The event types are:

  • Trace — Diagnostic logs including TrackTrace, log4Net, and System.Diagnostic.Trace calls.
  • Request — HTTP requests received by your server application, including pages, scripts, images, style files, and data. These events are used to create the request and response overview charts.
  • Page View — Telemetry sent by the web client, used to create page view reports.
  • Custom Event — If we inserted calls to TrackEvent() in order to monitor usage, we can search them here.
  • Exception — Uncaught exceptions in the server, and those that we log by using TrackException().
  • Dependency — Calls from our server application to other services such as REST APIs or databases, and AJAX calls from your client code.
  • Availability — Results of availability tests.

Search the data

We can search for terms in any of the property values. This is particularly useful if we have written custom events with property values.

We might want to set a time range, as searches over a shorter range are faster.

A Search capability for custom events(Image source MSDN blog)

2- Using Analytics in the Application Insights- Analytics is the powerful search and query tool of Application Insights. Analytics is a web tool so no setup is required. If you’ve already configured Application Insights for one of your apps then you can analyse your app’s data by opening Analytics from your app’s overview blade.

Application Insights Analytics

Query Data in Analytics

A typical query starts with a table name followed by a series of operators separated by |. For example, let's find out how many records our applications is processing at a time.

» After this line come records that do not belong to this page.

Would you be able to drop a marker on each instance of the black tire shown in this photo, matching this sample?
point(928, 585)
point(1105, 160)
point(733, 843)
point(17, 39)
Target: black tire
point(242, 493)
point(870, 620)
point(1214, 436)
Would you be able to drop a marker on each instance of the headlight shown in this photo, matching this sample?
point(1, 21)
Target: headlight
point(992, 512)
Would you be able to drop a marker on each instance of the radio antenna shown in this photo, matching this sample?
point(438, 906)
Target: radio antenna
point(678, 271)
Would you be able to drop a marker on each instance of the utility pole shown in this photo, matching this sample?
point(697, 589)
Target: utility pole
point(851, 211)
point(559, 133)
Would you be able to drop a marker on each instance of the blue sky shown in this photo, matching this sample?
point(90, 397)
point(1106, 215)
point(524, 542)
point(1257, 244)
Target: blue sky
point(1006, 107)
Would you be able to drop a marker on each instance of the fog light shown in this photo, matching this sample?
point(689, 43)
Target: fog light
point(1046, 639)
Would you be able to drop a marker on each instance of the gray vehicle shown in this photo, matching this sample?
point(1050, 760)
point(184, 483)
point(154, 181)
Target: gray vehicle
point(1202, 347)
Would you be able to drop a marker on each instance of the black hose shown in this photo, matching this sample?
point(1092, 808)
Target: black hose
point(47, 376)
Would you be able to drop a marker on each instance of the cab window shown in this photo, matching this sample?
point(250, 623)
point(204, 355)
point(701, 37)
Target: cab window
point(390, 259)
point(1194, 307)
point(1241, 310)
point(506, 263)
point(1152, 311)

A basic query in application Insights

Here Union is the combination of all the tables , be it a Exception, Request, Trace or Page View i.e our application is sending around 22k records at a time to application insights.Lets do a little bit more analytics on our application.For example, lets find out the traffic of last three days coming from which city & render it to pie chart.

Rendering Records on Pie Chart

The language has many attractive features:

  • Filter your raw app telemetry by any fields, including your custom properties and metrics.
  • Join multiple tables — correlate requests with page views, dependency calls, exceptions and log traces.
  • Powerful statistical aggregations.
  • Immediate and powerful visualisations.

Conclusion

So there are other telemetry services as well in application insights which will make it a must use product if you want to proactively monitor your application.This will help you to prevent any major issues happening in your production environment & you can give a wonderful customer experience to your customers by analysing their data.It will also help product managers or product owners who will get that useful telemetry while they are working on their feature prioritisation & they can see the usage of their application and they can also discover what their most popular pages are.So thats a quick wrap about azure application insights !!!